Former Catalan leader Carles Puigdemont preaches independence from self-exile Opens in new window ]

For Puigdemont’s lawyer, Gonzalo Boye, the allegation is an “arbitrary and aberrant interpretation” of the law, aimed purely at ensuring his client is excluded from the amnesty.

This situation has echoes of 2019, when the supreme court gave nine Catalan leaders prison terms of up to 13 years for their role in the 2017 secession drive. The perceived injustice of those sentences triggered violent scenes on the streets of Barcelona and cemented, in the minds of many nationalist Catalans, the notion that the Spanish judiciary was controlled by vindictive magistrates who wore their conservative, unionist views on the sleeves of their togas.

Politicians from the hard-left Podemos, which has appeared to be the target of a judicial smear campaign orchestrated by politicians and police officers – have expressed similar views. More recently, members of Sánchez’s government have voiced misgivings about the judiciary due to alleged cases of so-called “lawfare”, the use of legal action as a political weapon.

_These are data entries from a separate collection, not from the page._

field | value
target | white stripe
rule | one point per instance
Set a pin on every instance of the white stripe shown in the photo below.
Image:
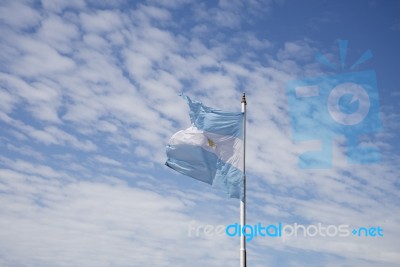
(228, 148)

The most notable of these has been a lawsuit brought against Sánchez’s wife, Begoña Gómez, for alleged corruption and influence peddling, by a far-right campaign group. A state prosecutor called for the case to be shelved for lack of evidence and a Civil Guard report said there had been no wrongdoing. However, Gómez has been cited to appear in court on July 5th, a decision, announced by the investigating judge just days before the EU elections, Sánchez himself queried and described as “strange”.

Such language causes Sánchez’s enemies to accuse him of autocracy and the acting CGPJ warned the prime minister that his words could contribute to “the deterioration of institutions”.

Much of Spain’s left, as well as Catalan and Basque nationalism, believes the judiciary has caused its own deterioration. The agreement between Socialists and conservatives over CGPJ appointments may have closed one cause of aggravation surrounding the justice system. But plenty more remain.